Reduced silk applications leave those who made it through ruffled and buckled

Reduced silk applications leave those who made it through ruffled and buckledIt Is a bit of a strange ­shopping list: one pair of silk breeches, one set of ­ruffles, a jabot, one pair of steel buckled court shoes, one pair of white gloves and one full-bottomed wig.

But it is the same ­shopping list held in the quivering hands of 104 new silks as they visit Ede & Ravenscroft to get fitted for their jabots – a ceremonial lace bib worn for the ritual at the end of March that will see the lucky few join the ranks of Queen’s Counsel.

The wig alone costs £2,400, but most chambers have a few knocking around for members who need them. If bought, the rest of the bill can come to around £2,000 for all the ruffles and breeches. According to clerks and people who have been through the ancient ceremony before, the steel-buckled court shoes are the least comfortable of the lot.

One QC-to-be said: “The best practical tip I’ve heard is to wear the shoes in
at home because they’re ­desperately uncomfortable.”

Despite the opportunities for a nice bit of dressing up, this year saw fewer ­applications than ever before. Sixteen women made the grade from only 29 applicants this year, while overall 247 barristers applied for QC status ­compared with 333 last year. 3-4 South Square got two new silks while 2-3 Gray’s Inn Square got three.

Solicitor-advocates have had a better time of it. Allen & Overy, Cleary Gottlieb Steen & Hamilton and Debevoise & Plimpton all bagged a silk apiece for their dispute resolution practices. In all, three out of the four applications from solicitor advocates made it through.
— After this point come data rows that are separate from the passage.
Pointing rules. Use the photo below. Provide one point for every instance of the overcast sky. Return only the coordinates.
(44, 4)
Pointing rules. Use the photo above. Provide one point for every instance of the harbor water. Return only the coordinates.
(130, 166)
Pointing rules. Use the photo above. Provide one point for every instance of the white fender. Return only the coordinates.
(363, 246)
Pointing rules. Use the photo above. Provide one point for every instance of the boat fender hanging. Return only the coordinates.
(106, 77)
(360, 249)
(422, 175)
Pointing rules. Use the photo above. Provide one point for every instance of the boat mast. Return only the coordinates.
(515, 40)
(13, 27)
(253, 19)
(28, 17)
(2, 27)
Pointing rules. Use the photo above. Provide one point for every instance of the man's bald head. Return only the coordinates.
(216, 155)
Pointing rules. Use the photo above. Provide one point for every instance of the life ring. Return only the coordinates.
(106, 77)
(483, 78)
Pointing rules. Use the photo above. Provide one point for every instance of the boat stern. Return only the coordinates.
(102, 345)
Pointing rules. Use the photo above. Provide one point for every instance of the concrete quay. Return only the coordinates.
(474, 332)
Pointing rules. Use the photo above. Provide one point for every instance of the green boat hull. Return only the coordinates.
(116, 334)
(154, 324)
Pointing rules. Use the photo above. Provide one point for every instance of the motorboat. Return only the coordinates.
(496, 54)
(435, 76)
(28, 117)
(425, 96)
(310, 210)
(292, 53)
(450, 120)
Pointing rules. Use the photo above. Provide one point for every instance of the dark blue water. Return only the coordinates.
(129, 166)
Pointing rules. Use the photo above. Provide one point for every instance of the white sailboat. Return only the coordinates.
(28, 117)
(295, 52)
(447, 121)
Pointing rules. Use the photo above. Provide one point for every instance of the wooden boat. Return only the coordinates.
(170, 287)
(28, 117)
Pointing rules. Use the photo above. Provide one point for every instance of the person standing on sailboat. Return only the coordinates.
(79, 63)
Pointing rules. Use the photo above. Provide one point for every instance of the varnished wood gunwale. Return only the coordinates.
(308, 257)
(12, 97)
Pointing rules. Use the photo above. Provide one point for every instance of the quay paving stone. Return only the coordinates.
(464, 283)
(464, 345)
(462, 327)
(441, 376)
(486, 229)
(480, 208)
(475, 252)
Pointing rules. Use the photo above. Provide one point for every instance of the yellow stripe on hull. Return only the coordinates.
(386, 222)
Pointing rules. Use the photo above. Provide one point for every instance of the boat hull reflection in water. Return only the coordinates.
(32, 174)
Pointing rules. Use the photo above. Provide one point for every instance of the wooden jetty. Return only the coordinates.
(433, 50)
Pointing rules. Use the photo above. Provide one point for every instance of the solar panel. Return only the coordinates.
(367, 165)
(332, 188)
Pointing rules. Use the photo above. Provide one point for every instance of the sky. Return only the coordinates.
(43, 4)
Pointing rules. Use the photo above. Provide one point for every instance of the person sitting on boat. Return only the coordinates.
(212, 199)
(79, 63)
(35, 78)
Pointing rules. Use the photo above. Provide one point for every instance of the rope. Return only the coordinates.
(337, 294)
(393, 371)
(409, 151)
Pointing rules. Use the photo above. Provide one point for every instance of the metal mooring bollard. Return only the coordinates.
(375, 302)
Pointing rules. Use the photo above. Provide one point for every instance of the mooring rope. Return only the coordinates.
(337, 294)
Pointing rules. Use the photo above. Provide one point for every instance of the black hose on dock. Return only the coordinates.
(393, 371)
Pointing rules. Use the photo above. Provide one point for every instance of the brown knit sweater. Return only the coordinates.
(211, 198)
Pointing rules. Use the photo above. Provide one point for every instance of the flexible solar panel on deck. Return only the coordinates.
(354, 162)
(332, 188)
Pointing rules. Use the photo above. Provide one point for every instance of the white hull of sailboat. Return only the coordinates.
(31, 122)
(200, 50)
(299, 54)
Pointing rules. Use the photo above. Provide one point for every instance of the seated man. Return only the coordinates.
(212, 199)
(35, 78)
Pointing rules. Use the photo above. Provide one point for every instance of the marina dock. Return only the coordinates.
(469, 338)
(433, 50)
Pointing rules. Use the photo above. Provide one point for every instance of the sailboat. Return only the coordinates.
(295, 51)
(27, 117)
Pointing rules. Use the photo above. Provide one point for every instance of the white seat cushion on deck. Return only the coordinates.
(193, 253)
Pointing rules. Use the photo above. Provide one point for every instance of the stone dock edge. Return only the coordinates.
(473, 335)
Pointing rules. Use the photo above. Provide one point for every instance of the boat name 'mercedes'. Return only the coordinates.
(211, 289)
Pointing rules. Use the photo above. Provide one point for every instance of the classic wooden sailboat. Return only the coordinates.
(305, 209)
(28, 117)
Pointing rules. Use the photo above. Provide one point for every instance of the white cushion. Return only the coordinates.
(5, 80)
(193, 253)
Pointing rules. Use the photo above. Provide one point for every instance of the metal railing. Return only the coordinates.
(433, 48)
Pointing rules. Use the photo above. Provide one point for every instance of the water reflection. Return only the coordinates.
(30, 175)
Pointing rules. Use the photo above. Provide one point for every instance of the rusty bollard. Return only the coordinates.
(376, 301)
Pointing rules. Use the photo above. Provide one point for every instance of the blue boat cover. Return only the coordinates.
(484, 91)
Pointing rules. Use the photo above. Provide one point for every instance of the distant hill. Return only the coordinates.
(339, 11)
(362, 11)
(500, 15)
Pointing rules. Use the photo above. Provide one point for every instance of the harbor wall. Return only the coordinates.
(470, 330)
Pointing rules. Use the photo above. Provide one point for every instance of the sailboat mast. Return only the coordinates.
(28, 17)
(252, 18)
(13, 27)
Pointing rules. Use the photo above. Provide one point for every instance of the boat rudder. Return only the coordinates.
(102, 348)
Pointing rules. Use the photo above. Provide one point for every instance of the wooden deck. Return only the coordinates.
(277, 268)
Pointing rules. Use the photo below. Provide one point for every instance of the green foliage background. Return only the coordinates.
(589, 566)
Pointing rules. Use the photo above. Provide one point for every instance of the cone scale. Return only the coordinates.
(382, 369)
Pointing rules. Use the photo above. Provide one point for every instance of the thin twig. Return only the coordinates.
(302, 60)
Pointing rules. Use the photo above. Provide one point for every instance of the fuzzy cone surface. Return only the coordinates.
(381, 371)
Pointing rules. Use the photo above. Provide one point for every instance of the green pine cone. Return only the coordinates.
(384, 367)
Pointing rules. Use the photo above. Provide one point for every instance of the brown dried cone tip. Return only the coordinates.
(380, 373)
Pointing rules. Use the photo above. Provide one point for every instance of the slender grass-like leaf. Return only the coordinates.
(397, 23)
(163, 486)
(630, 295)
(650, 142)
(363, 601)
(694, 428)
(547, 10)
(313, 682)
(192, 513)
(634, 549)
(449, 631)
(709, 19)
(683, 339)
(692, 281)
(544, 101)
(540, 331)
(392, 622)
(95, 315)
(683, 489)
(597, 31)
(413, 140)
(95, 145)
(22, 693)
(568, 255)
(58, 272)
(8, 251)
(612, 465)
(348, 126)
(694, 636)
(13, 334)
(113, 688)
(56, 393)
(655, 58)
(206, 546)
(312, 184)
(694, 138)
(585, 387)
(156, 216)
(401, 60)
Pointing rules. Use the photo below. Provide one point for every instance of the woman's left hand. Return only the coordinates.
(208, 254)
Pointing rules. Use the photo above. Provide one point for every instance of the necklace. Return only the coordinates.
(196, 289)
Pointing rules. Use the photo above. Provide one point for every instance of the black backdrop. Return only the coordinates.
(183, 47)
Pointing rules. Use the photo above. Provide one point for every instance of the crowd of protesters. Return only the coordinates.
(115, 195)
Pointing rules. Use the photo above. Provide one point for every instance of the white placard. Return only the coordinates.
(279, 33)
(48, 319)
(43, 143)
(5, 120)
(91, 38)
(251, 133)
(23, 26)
Peter Rees, the new silk on the block at Debevoise, said the application process was difficult, but that ­solicitor-advocates were on an even keel with their ­barrister counterparts. “The forms run to more than 60 pages and you have provide a lot of detail about your practice and referees,” he said. “I hope this signals a growing acceptance of ­solicitor-advocates as top ­litigators.

“There were fewer, but better-quality, applications this year. The selection panel was very careful to say that there’s no quota.”

It was also a great year for the Crown Prosecution Service, which bagged its first-ever silk appointment. Serious organised crime specialist Graham Reeds
got the nod after three ­frustrating years.

Reeds said the secret was to spend a lot of time preparing for court cases that would be heard by judges on the selection panel. “I really believe, although the process isn’t perfect, that they’ve done a really good job of getting it as close as possible.

“They’ve taken out the secret soundings and it’s less political now. It’s definitely not about the old school tie anymore, and that’s got to be good for everyone.”